A model registry is a versioned store for trained ML models and their metadata. It answers questions that every production ML team eventually faces: which model is currently deployed, what data was it trained on, who approved it, and how does it compare to the previous version. Without a registry, this information lives in spreadsheets, Slack messages, and individual memory.

What a Model Registry Stores

Model artifacts - The serialized model files (weights, architecture, preprocessing pipelines) that can be loaded for inference. Each version is immutable and addressable.

Metadata - Training parameters, evaluation metrics, dataset references, training duration, framework version, and any custom properties relevant to your domain.

Lineage - Links to the experiment run that produced the model, the training data version, the feature definitions used, and the code commit. This chain enables full reproducibility.

Stage labels - A model version moves through stages: development, staging, production, archived. Stage transitions can be gated by automated checks and human approval.

Designing Your Registry Workflow

Registration. When an experiment produces a model worth preserving, it is registered with its artifacts and metadata. Automated pipelines should register models that pass evaluation thresholds. Data scientists can also register models manually from exploratory work.

Evaluation. Before a model advances to staging, run it through your evaluation suite: aggregate metrics, slice-based analysis, fairness checks, latency benchmarks, and comparison against the current production model. Store all evaluation results as metadata on the model version.

Approval. Define who can promote a model to production. For low-risk applications, automated promotion based on evaluation results may suffice. For high-risk applications, require human review and sign-off. The registry records who approved each transition and when.

Deployment. The deployment pipeline pulls the production-stage model from the registry. This decouples model training from model deployment. You can retrain frequently and deploy selectively.

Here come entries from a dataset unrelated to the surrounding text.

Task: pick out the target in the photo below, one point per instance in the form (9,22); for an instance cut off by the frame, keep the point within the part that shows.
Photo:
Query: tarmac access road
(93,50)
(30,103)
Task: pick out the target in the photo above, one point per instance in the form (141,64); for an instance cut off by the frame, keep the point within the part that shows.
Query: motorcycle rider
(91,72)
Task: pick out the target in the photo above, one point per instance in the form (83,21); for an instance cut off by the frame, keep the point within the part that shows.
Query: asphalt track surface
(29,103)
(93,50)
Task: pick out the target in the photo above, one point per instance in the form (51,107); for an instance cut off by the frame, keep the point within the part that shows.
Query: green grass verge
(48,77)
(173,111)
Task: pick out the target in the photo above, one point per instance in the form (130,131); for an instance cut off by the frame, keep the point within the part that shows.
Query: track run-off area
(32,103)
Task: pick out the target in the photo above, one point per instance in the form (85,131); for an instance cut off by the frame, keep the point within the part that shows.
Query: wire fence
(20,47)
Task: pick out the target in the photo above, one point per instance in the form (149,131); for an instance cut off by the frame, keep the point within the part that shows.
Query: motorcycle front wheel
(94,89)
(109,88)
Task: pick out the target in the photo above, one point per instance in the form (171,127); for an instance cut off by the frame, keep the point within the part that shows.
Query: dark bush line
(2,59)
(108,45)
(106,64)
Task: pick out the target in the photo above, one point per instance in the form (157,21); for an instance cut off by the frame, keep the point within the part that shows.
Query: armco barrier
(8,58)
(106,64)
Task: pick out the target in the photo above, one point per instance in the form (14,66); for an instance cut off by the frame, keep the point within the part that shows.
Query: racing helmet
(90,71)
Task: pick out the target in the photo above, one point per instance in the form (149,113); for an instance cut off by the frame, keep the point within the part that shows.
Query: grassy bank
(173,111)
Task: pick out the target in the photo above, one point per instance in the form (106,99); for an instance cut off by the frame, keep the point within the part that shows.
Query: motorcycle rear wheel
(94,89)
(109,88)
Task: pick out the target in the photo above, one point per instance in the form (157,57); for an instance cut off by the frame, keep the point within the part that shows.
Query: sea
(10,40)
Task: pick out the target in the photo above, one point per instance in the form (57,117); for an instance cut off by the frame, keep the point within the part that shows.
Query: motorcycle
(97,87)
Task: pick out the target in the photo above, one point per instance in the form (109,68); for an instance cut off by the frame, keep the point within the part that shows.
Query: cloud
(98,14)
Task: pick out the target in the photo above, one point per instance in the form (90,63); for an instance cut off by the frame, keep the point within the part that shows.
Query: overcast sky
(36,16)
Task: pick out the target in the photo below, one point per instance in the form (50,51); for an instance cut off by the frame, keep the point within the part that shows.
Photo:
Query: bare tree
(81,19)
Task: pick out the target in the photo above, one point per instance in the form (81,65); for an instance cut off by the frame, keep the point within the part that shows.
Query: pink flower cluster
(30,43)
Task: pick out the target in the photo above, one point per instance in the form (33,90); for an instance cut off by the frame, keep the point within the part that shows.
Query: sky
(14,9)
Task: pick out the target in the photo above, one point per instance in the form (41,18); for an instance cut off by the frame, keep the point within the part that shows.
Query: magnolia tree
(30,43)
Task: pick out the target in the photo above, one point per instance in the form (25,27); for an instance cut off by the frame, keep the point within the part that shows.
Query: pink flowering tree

Retirement. When a model version is replaced, archive it rather than deleting it. You may need to roll back, audit past decisions, or compare performance trends across versions.

Implementation Options

MLflow Model Registry is the most widely adopted open-source option. It integrates with MLflow tracking, supports stage transitions, and provides a UI and API for model management. It works well for teams already using MLflow for experiment tracking.

SageMaker Model Registry integrates tightly with the AWS ML ecosystem. It supports approval workflows, model groups, and direct deployment to SageMaker endpoints.

Weights & Biases Model Registry connects model versions to experiment runs and provides collaborative review features. Strong choice for teams using W&B for experiment tracking.

Custom registries built on object storage and a metadata database are an option for teams with unique requirements, but the operational overhead is significant and rarely justified.

Best Practices

Automate registration from pipelines. Manual registration leads to inconsistency and missing metadata. Your training pipeline should register models automatically with all relevant metadata.

Version everything together. A model is not just weights. Version the preprocessing code, feature definitions, and inference code alongside the model artifacts. When you load a model version, you should get everything needed to run it.

Enforce metadata requirements. Require minimum metadata before a model can be registered: dataset version, evaluation metrics, training parameters. Missing metadata makes a registry useless for governance and debugging.

Tag models meaningfully. Beyond stage labels, use tags for the use case, team, regulatory classification, and deployment target. Tags make the registry searchable as it grows.

Monitor after deployment. The registry should link to production monitoring dashboards for each deployed model. When drift is detected, the alert should reference the specific model version and its lineage.